A life-changing challenge for Brighton Eagle Lab
When Adrian Parker took his daughter to the Barclays Eagle Lab near their home in Brighton for a half-term project, he posed the team with an unusual challenge.
Rilee, who turned four on New Year’s Eve, was born without a left hand and although she is well used to managing, Adrian wondered how a prosthetic arm might give her more freedom.
“We were looking at the 3D printer and talking about what kinds of things they could make and I said: ‘My daughter might make a good subject for you’,” he says. “I put it out there half not expecting to hear anything back.”

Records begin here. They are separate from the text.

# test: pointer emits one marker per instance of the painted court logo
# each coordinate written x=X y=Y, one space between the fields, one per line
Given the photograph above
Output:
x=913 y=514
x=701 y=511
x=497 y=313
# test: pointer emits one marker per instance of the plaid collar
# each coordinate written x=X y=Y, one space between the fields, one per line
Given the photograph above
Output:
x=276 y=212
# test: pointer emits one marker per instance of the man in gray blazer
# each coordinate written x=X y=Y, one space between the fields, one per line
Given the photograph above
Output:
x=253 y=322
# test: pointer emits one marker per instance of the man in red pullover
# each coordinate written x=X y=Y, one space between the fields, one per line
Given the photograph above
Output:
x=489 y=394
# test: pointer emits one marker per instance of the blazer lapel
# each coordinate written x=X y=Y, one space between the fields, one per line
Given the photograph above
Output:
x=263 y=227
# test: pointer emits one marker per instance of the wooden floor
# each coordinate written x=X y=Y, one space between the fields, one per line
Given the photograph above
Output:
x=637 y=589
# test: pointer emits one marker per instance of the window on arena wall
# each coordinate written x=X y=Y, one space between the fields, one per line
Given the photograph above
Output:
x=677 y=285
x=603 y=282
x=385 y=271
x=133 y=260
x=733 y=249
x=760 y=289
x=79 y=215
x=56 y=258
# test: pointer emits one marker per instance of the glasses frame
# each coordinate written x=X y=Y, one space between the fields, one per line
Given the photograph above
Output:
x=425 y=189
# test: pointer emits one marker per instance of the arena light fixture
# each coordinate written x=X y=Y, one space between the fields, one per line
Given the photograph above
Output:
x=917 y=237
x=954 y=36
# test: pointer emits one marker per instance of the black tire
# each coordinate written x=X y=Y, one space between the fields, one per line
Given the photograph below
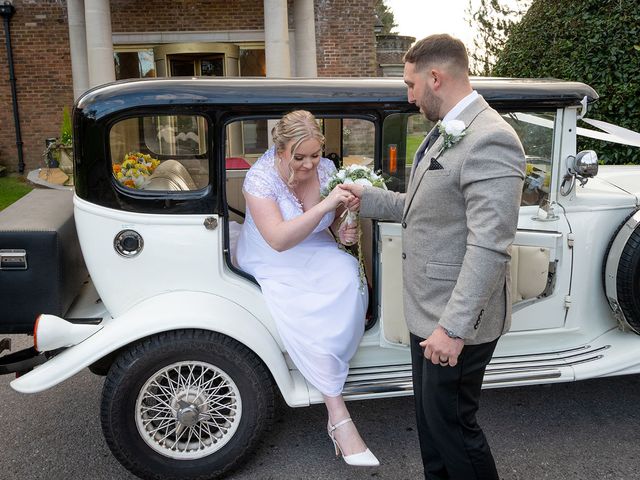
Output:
x=628 y=280
x=238 y=377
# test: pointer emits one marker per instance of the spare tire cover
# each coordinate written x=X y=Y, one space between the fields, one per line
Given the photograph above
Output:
x=622 y=273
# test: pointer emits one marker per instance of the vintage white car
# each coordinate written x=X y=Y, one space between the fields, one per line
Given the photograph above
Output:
x=192 y=358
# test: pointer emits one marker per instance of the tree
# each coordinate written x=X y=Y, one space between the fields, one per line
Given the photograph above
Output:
x=492 y=20
x=386 y=17
x=590 y=41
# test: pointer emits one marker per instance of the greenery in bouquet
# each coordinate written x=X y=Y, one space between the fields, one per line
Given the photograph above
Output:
x=135 y=169
x=355 y=174
x=361 y=175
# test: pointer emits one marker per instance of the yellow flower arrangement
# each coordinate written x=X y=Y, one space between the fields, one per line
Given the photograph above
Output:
x=135 y=169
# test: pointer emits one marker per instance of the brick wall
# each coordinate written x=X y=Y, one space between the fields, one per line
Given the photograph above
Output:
x=40 y=39
x=187 y=15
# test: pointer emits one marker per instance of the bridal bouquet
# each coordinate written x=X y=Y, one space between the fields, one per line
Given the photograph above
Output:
x=360 y=175
x=135 y=169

To his surprise, the team were up for the challenge. “3D printing an arm is much cheaper and faster than the traditional methods,” says Jon Paterson, lab technician at Brighton Eagle Lab. “It’s about taking these simple measurements, adapting your model, pressing print and that gives you a finished version.
“Rilee is a really cute little four-year-old. We do a lot of ‘Make Special’ events so this was my ‘Make Special’ – to make Rilee a hand.”
It’s one of those moments that will stick with you. To strap on this arm and then instantly she’s grabbing and using her wrist. It’s what I do my job for. It’s the reason I turn up every day. To do these little golden moments.
Lab Technician at Brighton Eagle Lab
Describing the moment – captured in the film below – when he first presented and fitted the new arm to Rilee in September last year, Jon says: “(It) was amazing. It’s one of those moments that will stick with you. To strap on this arm and then instantly she’s grabbing and using her wrist. It’s what I do my job for. It’s the reason I turn up every day. To do these little golden moments.”
Adrian says it has made all the difference to his daughter, who can now do everyday tasks that most of us take for granted. “She uses it when you need two hands to grip, for example when she’s taking the lid off a pen,” he says. “Now she can hold the pen in her prosthetic hand and take the lid off with her right hand.”
Using a knife and fork, picking up a tennis racket and ball and generally playing with toys are all easier – and her parents say the arm also helps her keep up with her ten-year-old brother, Finley, and eight-year-old sister, Lily.
But Adrian, who is himself a Barclays employee, working in Brighton as a Premier Banking manager, says the knowledge that the team will support them in future is even more important
“It’s going to be an ongoing thing,” he says. “At the moment Rilee just gets on with it like any four-year-old, with or without her new arm. But there will come a time – when she starts school later this year, for example - when she has more awareness of being different and starts to question it more.
“Working with the guys at Eagle Labs has been absolutely amazing. They have been great at getting to known Rilee and we’ve built some really good close friends here now. It’s amazing to know that as she grows and progresses, gets the strength to use the arm more and needs adjustments, there’s always an open door for her to go back there. For Rilee, that’s going to be brilliant going forward.”